Are there areas of focus or study you are currently following?
The thing that drives my encore career, now that I’ve retired from full-time local government management, is that you can’t teach unless you’re learning. Teaching classes, particularly new classes, forces me to learn, and I teach what I most need to learn.
In addition to teaching classes, I write a monthly column for the ICMA coaching program, called the Career Compass Column. I’m on column number 92 on my way to 100, and this forces me to keep learning because you have to understand the topic if you’re going to write about it and communicate with a wide audience.
What’s on your reading or podcast list?
In my professional life, I read a lot of stuff because I need content. I am a co-director of three leadership academies in the Bay Area, so I’m always looking for new material, and I do a lot of professional reading. Every day I receive a lot of blogs and newsletters. When I’m not doing professional reading, I read mysteries: cops and spies and all those things. I like Michael Connelly, John Sanford and of course John Grisham, that ilk. That’s my leisure reading.
Is there anything about you that your students would be surprised to know?
The greatest transformative experience of my life happened at an early age and led me to a career in local government. I took a year off from college and found a job as a community organizer in Mexico City. I spent a year working for the Social Secretariat of the Archdiocese (Catholic Church) of Mexico City. I was the only Arab Jew working for the Archdiocese, and I was involved with a group of volunteer organizers working with one of the colonias, or neighborhoods, on the outskirts of Mexico City.

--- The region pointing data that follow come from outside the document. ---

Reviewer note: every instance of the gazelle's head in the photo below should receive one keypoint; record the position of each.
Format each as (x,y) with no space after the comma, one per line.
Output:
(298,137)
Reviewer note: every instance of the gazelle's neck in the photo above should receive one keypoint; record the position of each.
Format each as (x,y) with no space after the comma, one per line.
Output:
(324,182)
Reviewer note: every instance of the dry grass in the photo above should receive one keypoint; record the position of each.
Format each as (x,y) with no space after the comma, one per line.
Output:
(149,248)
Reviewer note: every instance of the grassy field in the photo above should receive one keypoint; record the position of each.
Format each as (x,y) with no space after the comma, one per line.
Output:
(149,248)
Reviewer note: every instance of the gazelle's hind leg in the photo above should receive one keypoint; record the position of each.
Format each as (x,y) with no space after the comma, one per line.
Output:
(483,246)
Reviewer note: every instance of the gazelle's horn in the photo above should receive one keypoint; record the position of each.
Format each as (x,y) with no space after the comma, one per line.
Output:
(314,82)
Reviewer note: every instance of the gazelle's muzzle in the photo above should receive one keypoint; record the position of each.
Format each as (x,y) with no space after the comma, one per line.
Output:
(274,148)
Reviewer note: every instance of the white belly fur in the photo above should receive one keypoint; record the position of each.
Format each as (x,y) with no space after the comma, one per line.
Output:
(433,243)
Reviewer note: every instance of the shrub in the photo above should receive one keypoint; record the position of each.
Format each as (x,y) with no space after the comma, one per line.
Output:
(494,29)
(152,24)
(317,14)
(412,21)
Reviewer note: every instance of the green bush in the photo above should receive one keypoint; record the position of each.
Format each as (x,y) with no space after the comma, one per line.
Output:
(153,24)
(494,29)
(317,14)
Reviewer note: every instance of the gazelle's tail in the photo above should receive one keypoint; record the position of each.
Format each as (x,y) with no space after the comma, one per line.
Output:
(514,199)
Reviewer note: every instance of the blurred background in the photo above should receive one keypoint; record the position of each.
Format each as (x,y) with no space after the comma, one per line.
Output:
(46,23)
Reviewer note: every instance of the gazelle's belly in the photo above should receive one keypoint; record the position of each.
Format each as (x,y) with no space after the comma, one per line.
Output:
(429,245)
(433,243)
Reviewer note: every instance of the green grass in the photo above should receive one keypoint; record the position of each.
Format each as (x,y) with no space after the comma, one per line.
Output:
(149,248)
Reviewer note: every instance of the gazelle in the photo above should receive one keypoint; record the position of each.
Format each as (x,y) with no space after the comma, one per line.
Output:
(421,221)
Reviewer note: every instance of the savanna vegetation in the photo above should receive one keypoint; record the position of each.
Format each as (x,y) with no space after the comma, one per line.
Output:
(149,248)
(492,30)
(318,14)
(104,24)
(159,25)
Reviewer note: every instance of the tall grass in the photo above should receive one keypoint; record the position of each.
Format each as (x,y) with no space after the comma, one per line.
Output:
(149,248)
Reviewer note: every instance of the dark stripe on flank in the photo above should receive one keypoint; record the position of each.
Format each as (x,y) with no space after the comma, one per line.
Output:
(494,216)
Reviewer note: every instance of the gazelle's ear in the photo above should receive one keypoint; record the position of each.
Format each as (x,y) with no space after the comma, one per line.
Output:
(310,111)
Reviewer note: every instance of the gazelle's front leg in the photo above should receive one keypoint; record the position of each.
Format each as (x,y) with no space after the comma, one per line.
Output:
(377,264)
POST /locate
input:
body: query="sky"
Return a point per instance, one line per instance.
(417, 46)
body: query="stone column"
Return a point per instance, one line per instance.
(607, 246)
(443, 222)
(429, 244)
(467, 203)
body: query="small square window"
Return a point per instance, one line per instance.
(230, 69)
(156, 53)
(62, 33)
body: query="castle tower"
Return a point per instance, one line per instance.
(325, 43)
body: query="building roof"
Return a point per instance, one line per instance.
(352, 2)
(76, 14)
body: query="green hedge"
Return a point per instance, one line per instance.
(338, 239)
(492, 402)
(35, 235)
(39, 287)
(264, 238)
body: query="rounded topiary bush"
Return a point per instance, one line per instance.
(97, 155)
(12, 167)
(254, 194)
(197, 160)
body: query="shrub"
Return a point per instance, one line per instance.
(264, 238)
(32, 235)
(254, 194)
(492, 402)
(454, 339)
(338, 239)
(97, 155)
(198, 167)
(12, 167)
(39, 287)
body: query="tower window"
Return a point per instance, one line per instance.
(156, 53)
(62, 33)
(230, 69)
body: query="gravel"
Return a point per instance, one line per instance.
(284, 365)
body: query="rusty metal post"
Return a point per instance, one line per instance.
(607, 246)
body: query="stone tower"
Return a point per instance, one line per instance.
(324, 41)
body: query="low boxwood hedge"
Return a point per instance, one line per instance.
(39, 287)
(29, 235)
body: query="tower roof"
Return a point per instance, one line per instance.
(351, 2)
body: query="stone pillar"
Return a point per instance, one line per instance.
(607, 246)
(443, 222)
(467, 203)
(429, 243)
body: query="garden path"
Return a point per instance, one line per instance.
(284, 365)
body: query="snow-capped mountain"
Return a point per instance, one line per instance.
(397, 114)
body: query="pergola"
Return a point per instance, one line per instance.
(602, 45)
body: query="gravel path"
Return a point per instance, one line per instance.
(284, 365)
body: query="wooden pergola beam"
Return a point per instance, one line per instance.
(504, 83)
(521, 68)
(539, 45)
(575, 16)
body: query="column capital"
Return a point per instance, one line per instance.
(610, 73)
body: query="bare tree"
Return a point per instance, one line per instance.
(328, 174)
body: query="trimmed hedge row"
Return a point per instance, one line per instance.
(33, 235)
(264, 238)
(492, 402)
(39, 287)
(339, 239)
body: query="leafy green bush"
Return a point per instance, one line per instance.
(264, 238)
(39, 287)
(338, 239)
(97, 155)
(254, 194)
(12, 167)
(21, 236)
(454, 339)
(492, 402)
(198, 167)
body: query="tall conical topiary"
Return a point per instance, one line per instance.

We helped organize cooperatives. A cooperative credit union, a cooperative store, a medical dispensary. That year of working in Mexico helped me discover the joy of building community, and that’s what’s I think local government is all about- building and transforming community.
Part of the classes that I teach, beyond the specific content and skill-building of the class, is sharing the joy of building community. When I went to Mexico City, I did not know Spanish, I didn’t have any friends or family there, I didn’t know anything about community organizing, so I had to jump in, learn and make mistakes, learn some more, pivot, and adapt and that’s what local government leaders do.